Despite what you all may assume, he did not graduate the Paul Mitchell school of incredibly handsome male hotties looking dashing in black. You're looking at a bona fide Civil Engineer. Woo hoo!! Even sexier. If you look reaaaally reaaallly close you can see the tossed panties of all the other civil engineer groupies I had to fend off.
It's the calves. It's all about the calves. No man can resist blindingly white calves streaked with a hint of cellulite. (And no, I'm not the cute one sitting next to the fat calf girl with the pudgy pregnant arms)

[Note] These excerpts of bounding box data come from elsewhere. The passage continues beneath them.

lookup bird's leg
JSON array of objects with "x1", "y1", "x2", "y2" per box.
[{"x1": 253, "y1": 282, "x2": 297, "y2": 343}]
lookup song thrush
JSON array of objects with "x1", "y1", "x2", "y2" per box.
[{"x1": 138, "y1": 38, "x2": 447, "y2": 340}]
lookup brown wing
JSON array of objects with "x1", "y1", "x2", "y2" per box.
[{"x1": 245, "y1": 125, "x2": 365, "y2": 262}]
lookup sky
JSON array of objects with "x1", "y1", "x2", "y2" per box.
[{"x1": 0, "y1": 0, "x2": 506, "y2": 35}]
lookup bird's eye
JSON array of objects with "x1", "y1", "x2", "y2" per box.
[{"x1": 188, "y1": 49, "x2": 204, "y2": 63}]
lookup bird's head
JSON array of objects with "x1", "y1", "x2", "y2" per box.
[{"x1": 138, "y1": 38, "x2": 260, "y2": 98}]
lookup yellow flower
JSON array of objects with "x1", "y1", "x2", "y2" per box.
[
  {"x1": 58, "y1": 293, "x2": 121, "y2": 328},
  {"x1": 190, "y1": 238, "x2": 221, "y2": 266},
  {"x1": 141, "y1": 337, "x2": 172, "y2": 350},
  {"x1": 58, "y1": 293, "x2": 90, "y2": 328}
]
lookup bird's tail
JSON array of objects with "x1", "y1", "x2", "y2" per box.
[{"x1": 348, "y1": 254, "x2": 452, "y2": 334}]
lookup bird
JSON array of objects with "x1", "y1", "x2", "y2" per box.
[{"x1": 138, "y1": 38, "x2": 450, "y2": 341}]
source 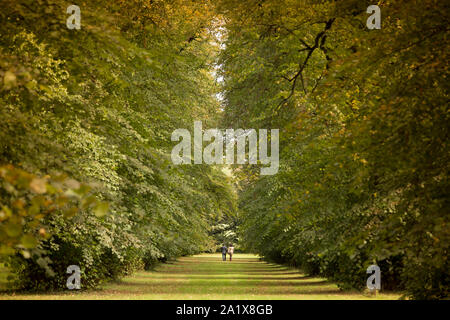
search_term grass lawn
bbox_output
[0,254,400,300]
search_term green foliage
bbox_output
[221,0,450,299]
[0,0,234,290]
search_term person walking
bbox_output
[228,243,234,261]
[221,243,228,261]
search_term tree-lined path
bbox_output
[0,254,399,300]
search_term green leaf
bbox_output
[94,202,109,217]
[20,234,38,249]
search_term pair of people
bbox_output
[221,243,234,261]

The gorgeous little karaoke starlet entertained the crowd with a soulful rendition of " BBAAAAAAAA AAAAAA BA BAAAAAAAAAA." We were so lucky to have booked her early. She doesn't normally make such appearances for the average middle class graduation party.
A starlet who displayed her mother's Hollywood-esque sense of poise and control when sampling the cake. "HHHmmmm, this looks nice. Too many calories. I'll just poke it."
"Okay, maybe one bite."
"There. Deliciously satisfying. Wait, is anyone looking?!! Quick! Flash a charming smile and nobody will notice....."
"Cake? Oh no thank you, I already had one bite and I'm great."
Good girl Lily. You'll soon have enough calf cellulite to attract any Civil Engineering Stallion you desire.
I love you Tyler!!! I love you Lily! I am too lucky!